Ā. 49. Faite de douze fixations, la méditation procure la manifestation d’une lumière merveilleuse. Douze (méditations) constituent la concentration mentale qui procure l'atomicité etc.
74V. On a déjà dit que la fixation se composait de douze rétentions “prégnantes”. Il faut savoir que douze fixations constituent la méditation. Celle-ci procure “la manifestation d’une lumière merveilleuse”, c’est-à-dire la révélation d’une lumière transcendante23. Tel est le fruit obtenu par celui qui s’y exerce. Douze méditations constituent la concentration mentale. Celle-ci procure des realisations merveilleuses, telles que l’atomicité etc. A celui qui cultive ce genre de concentration sont révélés ces pouvoirs, atomicité etc.
Ā. 50. Celui qui, sans même recourir à la discipline du souffle, réside dans son propre esprit, se dominant lui-même, obtient immédiatement, grâce à cet exercice, les qualités en question.
75V. Le yogin qui, sans même recourir à la discipline du souffle, reste toujours maître de lui-même de la manière indiquée et se contente de réprimer ses fluctuations mentales, dans quelque direction qu’elles aillent, obtient immédiatement par cet exercice les qualités mentionnées plus haut, atomicité etc. ; de plus...
Ā. 51-52. Après avoir reconnu par soi-même que toutes choses dans l’ordre extérieur donnaient lieu, une fois atteintes par la méthode indiquée, à une manifestation de sa pensée coextensive à elles, on abandonnera toutes les catégories pour se consacrer au principe de Śiva.
76V. Tous les principes, depuis la terre jusqu’à Śiva, qui sont “atteints”, que le yogin fait siens grâce à la méthode indiquée, fixation etc., donnent lieu à une manifestation de sa propre pensée qui leur est coextensive. Ainsi les principes, comme la terre etc., sont référables chacun aux sept “porteurs de puissance” : Śiva, les grands Mantresvara, les Mantresvara, les Mantra, les (âmes) vijñānākala, pralayākala et sakala. En y ajoutant les sept puissances et la forme propre (du principe), on obtient quinze modalités. S’y ajoutent les (trois) états,“éveillé” etc. qui correspondent aux formes physiquement individualisées.
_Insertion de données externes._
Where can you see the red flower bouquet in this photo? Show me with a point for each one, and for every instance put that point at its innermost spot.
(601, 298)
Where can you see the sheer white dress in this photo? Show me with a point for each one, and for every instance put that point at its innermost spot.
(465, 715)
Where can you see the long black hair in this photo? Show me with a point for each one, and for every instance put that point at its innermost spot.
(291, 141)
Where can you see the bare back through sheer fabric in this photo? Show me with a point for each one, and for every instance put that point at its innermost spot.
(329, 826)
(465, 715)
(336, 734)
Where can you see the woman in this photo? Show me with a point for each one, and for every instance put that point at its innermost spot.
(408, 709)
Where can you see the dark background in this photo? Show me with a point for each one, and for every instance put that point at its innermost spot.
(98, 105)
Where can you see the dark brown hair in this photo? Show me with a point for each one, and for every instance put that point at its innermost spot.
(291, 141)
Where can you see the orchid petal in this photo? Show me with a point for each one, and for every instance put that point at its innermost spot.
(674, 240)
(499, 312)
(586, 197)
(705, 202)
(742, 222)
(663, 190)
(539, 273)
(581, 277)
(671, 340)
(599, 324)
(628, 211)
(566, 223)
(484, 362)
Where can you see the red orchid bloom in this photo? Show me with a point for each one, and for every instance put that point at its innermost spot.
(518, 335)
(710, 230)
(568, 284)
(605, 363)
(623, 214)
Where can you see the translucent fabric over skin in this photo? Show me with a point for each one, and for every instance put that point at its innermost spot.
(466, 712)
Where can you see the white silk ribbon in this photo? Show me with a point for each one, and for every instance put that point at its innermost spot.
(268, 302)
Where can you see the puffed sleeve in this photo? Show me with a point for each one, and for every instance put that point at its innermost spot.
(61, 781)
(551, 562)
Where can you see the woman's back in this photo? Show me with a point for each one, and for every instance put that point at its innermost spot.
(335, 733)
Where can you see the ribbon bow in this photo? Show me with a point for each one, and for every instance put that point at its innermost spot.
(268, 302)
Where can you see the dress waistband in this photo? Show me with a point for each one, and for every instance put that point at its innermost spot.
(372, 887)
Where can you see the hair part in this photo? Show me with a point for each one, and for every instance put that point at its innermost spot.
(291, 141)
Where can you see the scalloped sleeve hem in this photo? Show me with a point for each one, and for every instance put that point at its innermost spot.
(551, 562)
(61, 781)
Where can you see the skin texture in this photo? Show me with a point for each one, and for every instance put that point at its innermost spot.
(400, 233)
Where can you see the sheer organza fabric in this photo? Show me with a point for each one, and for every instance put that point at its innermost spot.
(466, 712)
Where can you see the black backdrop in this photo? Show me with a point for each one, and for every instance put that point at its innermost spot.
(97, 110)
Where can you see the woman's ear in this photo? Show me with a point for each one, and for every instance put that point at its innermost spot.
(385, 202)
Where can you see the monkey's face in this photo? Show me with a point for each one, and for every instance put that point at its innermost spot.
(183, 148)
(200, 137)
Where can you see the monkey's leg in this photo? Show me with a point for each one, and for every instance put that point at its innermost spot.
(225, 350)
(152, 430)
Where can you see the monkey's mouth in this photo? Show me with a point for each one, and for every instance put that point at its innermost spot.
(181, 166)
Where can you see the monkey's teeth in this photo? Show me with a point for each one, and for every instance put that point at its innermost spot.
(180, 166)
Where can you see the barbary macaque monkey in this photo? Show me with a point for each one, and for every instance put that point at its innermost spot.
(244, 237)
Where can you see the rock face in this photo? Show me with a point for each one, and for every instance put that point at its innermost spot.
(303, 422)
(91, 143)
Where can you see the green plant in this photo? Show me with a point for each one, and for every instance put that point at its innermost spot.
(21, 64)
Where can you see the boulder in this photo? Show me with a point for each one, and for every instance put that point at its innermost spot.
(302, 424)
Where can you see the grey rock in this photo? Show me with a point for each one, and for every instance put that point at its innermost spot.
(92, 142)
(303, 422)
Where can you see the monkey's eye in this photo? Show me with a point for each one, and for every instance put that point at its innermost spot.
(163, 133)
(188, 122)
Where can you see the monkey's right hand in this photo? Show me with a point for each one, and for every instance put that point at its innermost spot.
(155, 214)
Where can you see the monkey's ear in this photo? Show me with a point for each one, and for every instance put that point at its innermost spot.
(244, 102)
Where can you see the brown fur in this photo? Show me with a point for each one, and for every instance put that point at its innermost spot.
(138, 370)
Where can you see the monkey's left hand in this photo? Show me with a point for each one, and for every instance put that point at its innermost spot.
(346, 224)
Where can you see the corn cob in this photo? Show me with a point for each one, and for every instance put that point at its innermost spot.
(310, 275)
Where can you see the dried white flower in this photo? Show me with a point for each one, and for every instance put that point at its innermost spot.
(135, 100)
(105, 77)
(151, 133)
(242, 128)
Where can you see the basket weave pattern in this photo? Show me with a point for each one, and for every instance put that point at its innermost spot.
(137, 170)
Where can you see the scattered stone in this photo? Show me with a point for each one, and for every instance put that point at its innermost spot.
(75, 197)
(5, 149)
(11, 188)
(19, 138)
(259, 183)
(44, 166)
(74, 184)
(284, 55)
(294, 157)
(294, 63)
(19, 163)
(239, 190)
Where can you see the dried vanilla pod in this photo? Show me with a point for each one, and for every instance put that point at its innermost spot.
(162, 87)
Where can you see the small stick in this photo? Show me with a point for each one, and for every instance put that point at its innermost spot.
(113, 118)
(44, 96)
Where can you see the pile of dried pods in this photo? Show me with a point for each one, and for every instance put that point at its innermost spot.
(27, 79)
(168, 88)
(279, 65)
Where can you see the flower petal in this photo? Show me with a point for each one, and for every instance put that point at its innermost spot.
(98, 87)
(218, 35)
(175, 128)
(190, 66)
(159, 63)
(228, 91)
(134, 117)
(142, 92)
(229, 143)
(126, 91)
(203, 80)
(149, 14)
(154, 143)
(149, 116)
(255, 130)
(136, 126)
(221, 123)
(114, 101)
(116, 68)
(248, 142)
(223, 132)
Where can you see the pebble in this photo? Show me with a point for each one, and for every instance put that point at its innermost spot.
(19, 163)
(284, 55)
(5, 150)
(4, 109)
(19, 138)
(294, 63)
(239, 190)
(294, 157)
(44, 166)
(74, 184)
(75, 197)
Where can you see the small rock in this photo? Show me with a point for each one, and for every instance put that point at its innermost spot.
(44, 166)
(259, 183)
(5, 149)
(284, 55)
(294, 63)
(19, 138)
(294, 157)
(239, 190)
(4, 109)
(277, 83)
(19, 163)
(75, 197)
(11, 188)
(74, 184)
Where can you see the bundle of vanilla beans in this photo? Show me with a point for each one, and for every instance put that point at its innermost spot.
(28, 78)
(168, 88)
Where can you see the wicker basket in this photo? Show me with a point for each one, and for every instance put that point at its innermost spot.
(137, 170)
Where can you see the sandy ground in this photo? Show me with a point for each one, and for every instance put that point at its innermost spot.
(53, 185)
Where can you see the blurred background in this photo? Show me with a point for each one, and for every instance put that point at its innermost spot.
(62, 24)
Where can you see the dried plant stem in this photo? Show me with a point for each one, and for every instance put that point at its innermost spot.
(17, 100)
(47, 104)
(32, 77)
C’est ainsi qu’il est dit dans le Mālinītantra : “Le principe de la terre se subdivise en puissances et en possesseurs de ces puissances. En y joignant sa forme propre, on obtient en tout quinze espèces. Toutes les âmes, à commencer par Śiva, sont considérées comme des possesseurs de puissance. Et les savants doivent également connaître leurs puissances. Ainsi ce vaste groupe de principes, qui (après la terre) va de l’eau jusqu’à la Nature originelle, comporte ces divisions”.24
77Le vénérable Kāmika déclare que, chez le yogin “embrassant” tout cela, une conscience de même extension apparaît. Il comprend que, dans cet état, toutes les choses extérieures entrent dans la sphère de sa pensée. Il doit alors abandonner tous les principes à partir de celui du Savoir, car cette pratique permet d’accéder au domaine de Śiva situé à la limite extrême de l’ensemble des voies, et “se consacrer au principe de Śiva”, ne plus résider qu’en Śiva. Si l’on adopte la leçon : “on abandonnera les catégories à rejeter (heyān au lieu de sarvān)”, le sens reste clair.
Ā. 53. La créature qui meurt en pratiquant les exercices de discipline du souffle etc. qui comportent (une adoration de) Śiva, atteint l'état de Śiva.
78V. Considérons comme acquise cette manifestation de la pensée comme coextensive (aux principes). Indépendamment même du mode de délivrance qui sera exposé plus loin, la créature qui meurt en pratiquant les exercices de discipline du souffle qui comportent méditation et prières marmonnées adressées au suprême Seigneur, se voit offert “l’état de Śiva”, c’est-à-dire la délivrance.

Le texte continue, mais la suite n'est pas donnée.